Study examines if caffeine could prevent harmful effects of PGE1 treatment on breathing

Researchers from the Department of Pediatrics at Case Western Reserve University School of Medicine and University Hospitals Rainbow Babies and Children's Hospital presented results of a study that investigated whether there are any deleterious effects of prostaglandin E1 (PGE1) treatment on breathing and whether these effects would be prevented via pre-treatment with caffeine.

PGE1 is a life-saving medication for infants with certain types of congenital heart disease, but can also cause respiratory complications such as apnea, which if severe enough may necessitate intubation. The study used an animal model to test whether pre-treatment with caffeine could prevent the PGE1-induced respiratory complications. Caffeine is commonly used in the neonatal intensive care unit to treat apnea of prematurity, and the lead authors (Lisa Mitchell, DO, and Peter M. MacFarlane, PhD) proposed that caffeine could also have similar benefits in infants treated for congenital heart disease.

The study, called "Caffeine prevents prostaglandin E1-induced disturbances in respiratory neural control: therapeutic implications for infants treated for congenital heart disease," was presented as a platform discussion at the 2019 Pediatric Academic Societies Meeting in Baltimore.

Following a single injection of PGE1, whole-body plethysmography was used in baby rats to assess their ability to increase breathing (called the hypoxic ventilatory response, HVR) in response to an acute hypoxia challenge. In subsets of animals, rats received a subcutaneous injection of caffeine (5mg/kg, which has been shown to be an antagonist of adenosine receptors in the brain) one hour prior to PGE1. Brainstem regions containing respiratory control centers were removed and tested via RT-PCR for markers of inflammation (TNFα, IL-1β, IL-6, and iNOS) and microglia (Iba-1).

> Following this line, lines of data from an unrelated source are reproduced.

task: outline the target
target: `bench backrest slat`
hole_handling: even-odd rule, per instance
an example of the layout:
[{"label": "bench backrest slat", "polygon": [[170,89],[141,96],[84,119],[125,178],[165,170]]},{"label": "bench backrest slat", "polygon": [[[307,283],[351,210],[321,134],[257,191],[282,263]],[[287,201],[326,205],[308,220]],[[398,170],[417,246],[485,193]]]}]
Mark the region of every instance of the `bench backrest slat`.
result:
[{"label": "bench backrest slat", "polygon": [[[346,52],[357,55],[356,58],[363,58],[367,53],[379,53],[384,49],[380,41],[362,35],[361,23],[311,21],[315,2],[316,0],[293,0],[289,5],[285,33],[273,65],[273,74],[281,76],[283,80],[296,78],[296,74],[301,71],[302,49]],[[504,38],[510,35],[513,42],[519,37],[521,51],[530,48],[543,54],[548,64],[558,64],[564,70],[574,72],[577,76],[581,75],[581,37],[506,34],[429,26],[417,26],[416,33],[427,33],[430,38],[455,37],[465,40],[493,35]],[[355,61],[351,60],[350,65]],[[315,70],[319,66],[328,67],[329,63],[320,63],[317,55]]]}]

Two hours after PGE1 injection, the rats exhibited a significant alteration in the HVR, a finding suggestive of unstable breathing possibly via an undesirable disruption of CNS respiratory neural control regions. Further supportive evidence of a CNS effect of PGE1 on breathing was the finding that PGE1 also decreased brainstem Iba-1 (a marker of microglia) mRNA expression. Microglia are the resident immune cells of the CNS and have previously been shown to modulate breathing, but this study is the first to show that they may play a role in mediating the respiratory disturbances associated with PGE1. Perhaps the most surprising finding was that pretreatment with caffeine prevented all the adverse effects of PGE1 on both breathing and Iba-1 expression. A more selective adenosine 2A receptor antagonist (MSX-3) had a similar beneficial effect.

Their conclusions: "We propose that PGE exerts adenosine-mediated effects on brainstem mechanisms of respiratory control, which may lead to destabilization of breathing in human infants undergoing treatment for congenital heart disease. Prostaglandin's effects could be mediated thorough microglia, and caffeine could be a convenient treatment to prevent respiratory instability in infants receiving PGE1 infusion."